A proposal allowing Florida Power and Light to charge customers for exploratory natural gas drilling has cleared a key senate hurdle, despite numerous consumer concerns. The company calls the move a hedge against future fuel increases.
Florida Power & Light Vice President Sam Forrest likens the measure to homeowners insurance.
“With respect to hedging, or hedging losses, I very much view hedging to an insurance policy much like your homeowners insurance," he told the Senate Rules committee Tuesday. "You pay a premium, your house doesn’t burn down at the end of the year, you don’t complain about the premium and you don’t ask for your money back. That’s what the opposition is doing here -- is asking for their money back.”
But Republican Sen. Jack Latvala doesn’t buy that argument.
“I’m just trying to show everybody, make sure everybody understands for the first time we’re potentially making people pay for exploration and the utility will get a rate of return on that exploration," he said.
Latvala says consumers will bear all the risks of the investment and that’s a problem for the many environmental and consumer groups opposing the bill. Among them, the AARP, Sierra Club, and Kim Ross of ReThink Energy Florida. She says investments in natural gas amount to money that’s not going into renewable energy sources:
“This bill will increase Florida’s reliance on natural gas, it will lead to greater investment into natural gas and pipelines and that in turn results in a dis-investment," Ross argued.
At issue are provisions in Republican Sen.
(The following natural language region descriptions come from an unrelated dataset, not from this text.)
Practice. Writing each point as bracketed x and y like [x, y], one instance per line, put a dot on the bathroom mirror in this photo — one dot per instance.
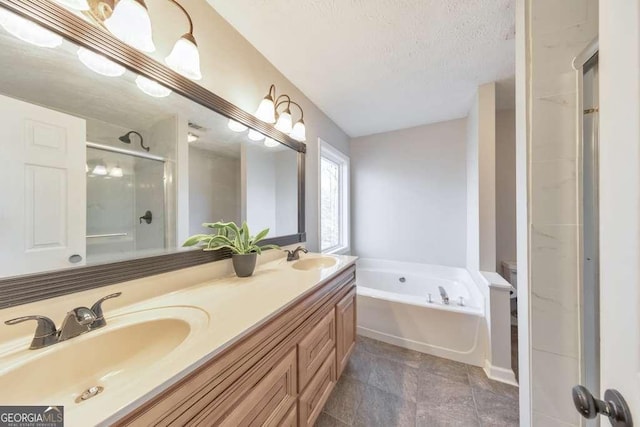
[102, 164]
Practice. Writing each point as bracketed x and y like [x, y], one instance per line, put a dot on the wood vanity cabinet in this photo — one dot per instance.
[279, 375]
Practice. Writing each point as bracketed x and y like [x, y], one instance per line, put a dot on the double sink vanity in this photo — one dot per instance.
[107, 174]
[179, 349]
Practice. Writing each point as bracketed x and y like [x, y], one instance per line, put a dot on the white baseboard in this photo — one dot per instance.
[502, 375]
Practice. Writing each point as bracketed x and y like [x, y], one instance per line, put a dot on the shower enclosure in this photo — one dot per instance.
[126, 204]
[590, 257]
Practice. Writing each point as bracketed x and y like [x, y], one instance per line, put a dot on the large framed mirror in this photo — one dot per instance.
[108, 166]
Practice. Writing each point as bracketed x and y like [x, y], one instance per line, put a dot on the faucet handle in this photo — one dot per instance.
[99, 321]
[46, 331]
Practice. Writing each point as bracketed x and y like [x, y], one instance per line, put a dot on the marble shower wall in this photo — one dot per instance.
[558, 31]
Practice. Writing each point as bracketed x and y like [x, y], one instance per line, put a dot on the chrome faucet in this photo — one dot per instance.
[295, 254]
[78, 321]
[444, 295]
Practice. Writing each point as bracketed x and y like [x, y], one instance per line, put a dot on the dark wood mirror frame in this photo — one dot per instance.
[24, 289]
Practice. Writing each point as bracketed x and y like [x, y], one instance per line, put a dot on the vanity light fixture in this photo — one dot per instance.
[28, 31]
[236, 126]
[75, 4]
[268, 112]
[126, 138]
[270, 142]
[267, 109]
[116, 172]
[152, 88]
[130, 22]
[254, 135]
[185, 57]
[100, 64]
[99, 169]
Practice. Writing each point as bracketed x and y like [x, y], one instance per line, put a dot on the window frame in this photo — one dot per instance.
[329, 152]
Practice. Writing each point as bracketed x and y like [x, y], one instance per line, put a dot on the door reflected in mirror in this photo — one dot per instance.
[96, 167]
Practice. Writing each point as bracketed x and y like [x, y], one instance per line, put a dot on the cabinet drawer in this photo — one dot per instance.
[317, 393]
[314, 348]
[267, 403]
[291, 419]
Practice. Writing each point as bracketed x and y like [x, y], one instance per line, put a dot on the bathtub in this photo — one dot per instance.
[393, 306]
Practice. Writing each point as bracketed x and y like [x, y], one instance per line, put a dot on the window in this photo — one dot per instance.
[334, 200]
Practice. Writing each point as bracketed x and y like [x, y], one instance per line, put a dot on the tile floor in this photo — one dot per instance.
[388, 386]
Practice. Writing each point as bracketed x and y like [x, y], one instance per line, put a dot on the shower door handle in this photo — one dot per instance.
[613, 406]
[148, 217]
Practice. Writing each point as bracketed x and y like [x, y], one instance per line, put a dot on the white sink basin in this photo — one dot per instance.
[315, 263]
[112, 357]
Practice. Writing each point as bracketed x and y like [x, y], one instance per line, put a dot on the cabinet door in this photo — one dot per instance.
[314, 397]
[315, 347]
[346, 329]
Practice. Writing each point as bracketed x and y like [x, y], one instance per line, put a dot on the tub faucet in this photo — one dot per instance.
[295, 254]
[443, 294]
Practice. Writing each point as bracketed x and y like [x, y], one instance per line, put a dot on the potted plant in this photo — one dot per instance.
[244, 247]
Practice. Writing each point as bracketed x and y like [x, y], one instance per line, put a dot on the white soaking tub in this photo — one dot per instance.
[393, 306]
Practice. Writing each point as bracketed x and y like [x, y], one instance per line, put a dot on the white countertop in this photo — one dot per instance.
[222, 311]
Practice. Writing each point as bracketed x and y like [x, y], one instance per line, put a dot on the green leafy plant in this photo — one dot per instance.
[228, 235]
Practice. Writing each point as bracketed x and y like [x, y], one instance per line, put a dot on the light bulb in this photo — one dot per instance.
[269, 142]
[130, 23]
[100, 64]
[236, 126]
[299, 131]
[75, 4]
[116, 172]
[100, 169]
[152, 88]
[266, 110]
[28, 31]
[185, 58]
[254, 135]
[284, 123]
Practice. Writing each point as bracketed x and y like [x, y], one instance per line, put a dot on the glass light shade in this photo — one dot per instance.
[100, 170]
[152, 88]
[116, 172]
[254, 135]
[284, 123]
[100, 64]
[75, 4]
[235, 126]
[299, 131]
[28, 31]
[130, 23]
[185, 58]
[269, 142]
[266, 110]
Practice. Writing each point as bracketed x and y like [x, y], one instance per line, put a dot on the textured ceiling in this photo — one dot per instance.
[380, 65]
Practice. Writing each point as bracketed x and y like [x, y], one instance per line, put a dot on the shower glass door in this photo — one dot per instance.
[125, 205]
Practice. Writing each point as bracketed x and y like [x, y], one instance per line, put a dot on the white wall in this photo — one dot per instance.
[505, 187]
[481, 206]
[235, 70]
[214, 189]
[481, 231]
[408, 194]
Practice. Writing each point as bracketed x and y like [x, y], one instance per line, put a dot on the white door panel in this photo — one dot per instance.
[43, 183]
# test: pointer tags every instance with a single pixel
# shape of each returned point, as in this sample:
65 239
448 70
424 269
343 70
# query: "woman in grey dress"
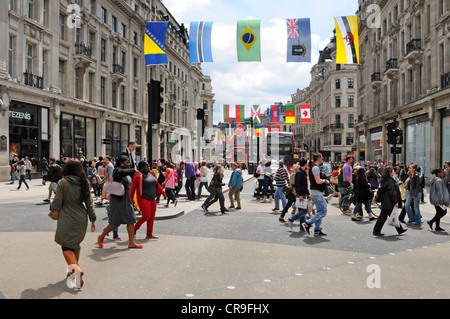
121 207
75 204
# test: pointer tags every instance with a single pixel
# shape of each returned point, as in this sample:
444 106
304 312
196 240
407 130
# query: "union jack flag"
292 25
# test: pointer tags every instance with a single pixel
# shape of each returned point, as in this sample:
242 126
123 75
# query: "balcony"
392 69
118 73
33 80
414 52
445 80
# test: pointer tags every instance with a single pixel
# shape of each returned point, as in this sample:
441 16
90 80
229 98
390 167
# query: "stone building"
73 81
404 73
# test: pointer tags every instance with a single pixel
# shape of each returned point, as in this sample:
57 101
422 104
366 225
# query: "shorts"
52 187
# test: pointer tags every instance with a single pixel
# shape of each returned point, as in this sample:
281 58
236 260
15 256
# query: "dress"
73 216
121 207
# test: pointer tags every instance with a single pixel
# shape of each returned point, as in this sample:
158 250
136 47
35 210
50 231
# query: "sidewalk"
38 192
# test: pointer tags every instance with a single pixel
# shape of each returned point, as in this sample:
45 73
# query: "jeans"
22 179
205 184
414 216
301 214
279 194
321 208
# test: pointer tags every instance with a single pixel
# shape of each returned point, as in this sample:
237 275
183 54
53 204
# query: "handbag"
393 218
55 214
115 188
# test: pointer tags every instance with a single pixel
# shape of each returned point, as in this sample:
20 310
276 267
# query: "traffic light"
391 133
155 101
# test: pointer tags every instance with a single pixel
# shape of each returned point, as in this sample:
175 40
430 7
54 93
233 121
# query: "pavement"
10 193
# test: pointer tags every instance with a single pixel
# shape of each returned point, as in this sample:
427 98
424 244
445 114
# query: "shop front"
28 132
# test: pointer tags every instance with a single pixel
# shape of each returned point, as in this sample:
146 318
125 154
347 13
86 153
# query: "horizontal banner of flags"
248 41
274 113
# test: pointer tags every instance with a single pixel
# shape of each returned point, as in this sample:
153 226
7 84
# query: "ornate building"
404 74
73 81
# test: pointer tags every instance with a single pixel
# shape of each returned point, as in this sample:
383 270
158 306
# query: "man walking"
318 183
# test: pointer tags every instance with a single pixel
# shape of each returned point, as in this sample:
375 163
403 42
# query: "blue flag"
155 43
299 40
200 41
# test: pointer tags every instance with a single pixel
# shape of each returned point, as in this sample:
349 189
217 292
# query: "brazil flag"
248 42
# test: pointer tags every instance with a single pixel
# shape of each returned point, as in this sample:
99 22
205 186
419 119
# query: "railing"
392 64
445 80
83 49
376 77
33 80
414 45
117 68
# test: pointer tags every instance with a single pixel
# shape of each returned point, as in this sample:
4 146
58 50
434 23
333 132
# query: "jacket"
390 194
438 192
236 180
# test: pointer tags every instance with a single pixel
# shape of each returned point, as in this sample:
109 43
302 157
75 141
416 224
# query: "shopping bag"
393 218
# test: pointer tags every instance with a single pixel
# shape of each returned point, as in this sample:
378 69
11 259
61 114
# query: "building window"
338 84
351 101
338 101
337 139
102 90
350 83
62 71
103 51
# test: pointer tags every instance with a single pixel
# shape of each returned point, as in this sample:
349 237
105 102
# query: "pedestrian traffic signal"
155 101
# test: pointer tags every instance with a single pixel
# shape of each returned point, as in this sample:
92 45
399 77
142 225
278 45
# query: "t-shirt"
316 171
347 171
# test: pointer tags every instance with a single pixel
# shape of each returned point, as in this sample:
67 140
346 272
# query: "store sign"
20 115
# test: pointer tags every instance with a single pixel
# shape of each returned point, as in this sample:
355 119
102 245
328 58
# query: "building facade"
404 73
73 81
332 97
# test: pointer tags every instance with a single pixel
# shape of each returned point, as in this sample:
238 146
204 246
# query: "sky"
273 79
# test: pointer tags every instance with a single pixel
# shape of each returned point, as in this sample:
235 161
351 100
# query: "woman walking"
121 207
363 193
439 197
147 188
169 184
415 194
75 203
217 182
390 198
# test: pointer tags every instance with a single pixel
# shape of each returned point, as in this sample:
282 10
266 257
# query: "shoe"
306 226
290 223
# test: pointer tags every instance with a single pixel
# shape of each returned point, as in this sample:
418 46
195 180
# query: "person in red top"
147 188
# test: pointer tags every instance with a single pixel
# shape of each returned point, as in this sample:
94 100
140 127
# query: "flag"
258 131
306 113
299 40
274 113
240 113
226 113
347 41
256 113
248 42
155 43
200 42
290 113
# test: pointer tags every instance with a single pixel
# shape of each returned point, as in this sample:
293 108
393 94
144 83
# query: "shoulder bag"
55 214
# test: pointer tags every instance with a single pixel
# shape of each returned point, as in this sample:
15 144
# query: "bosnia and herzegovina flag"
299 40
347 40
155 43
248 42
200 41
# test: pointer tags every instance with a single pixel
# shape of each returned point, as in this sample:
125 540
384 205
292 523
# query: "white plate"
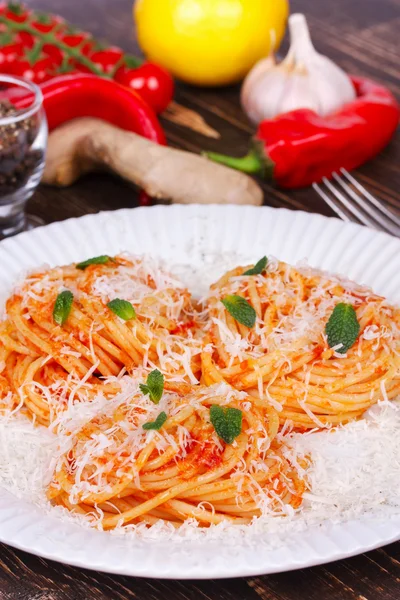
195 235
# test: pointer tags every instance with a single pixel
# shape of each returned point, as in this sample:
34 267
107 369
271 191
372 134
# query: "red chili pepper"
152 82
10 50
27 39
299 148
72 96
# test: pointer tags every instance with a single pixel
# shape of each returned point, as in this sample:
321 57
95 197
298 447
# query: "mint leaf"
258 268
122 308
227 422
96 260
62 307
157 424
342 327
240 310
154 386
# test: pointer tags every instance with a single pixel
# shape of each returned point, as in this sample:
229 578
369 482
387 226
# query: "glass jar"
23 139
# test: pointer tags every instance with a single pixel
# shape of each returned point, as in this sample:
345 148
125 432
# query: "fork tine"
353 210
384 222
330 202
391 215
Aaron Bean’s bill (SB 1238) that allow the state's utility regulation agency, the Public Service Commission, to approve cost recovery for natural gas investments. Florida Power & Light has invested in an Oklahoma Company that does fracking for natural gas. Last year the Florida Supreme Court ruled the PSC overstepped its authority in allowing FPL to charge customers for the investment.
"We had something called nuclear cost recovery fee that passed when I was out of the legislature, but it’s come up to bite a whole bunch of us in the butt here," said Latvala, likening the measure to the state's move allowing utilities to charge customers for nuclear power plants that may never be built. Maybe it’s okay, but I think everybody ought to understand potentially what’s happening," he said.
Latvala pushed through several amendments to the bill including one prohibiting companies from investing in fracking or similar practices in Florida. Another requires FPL to only invest in natural gas wells that have a strong likelihood of producing natural gas. The measure passed 7-3 in the Rules committee and is now heading to the Senate floor.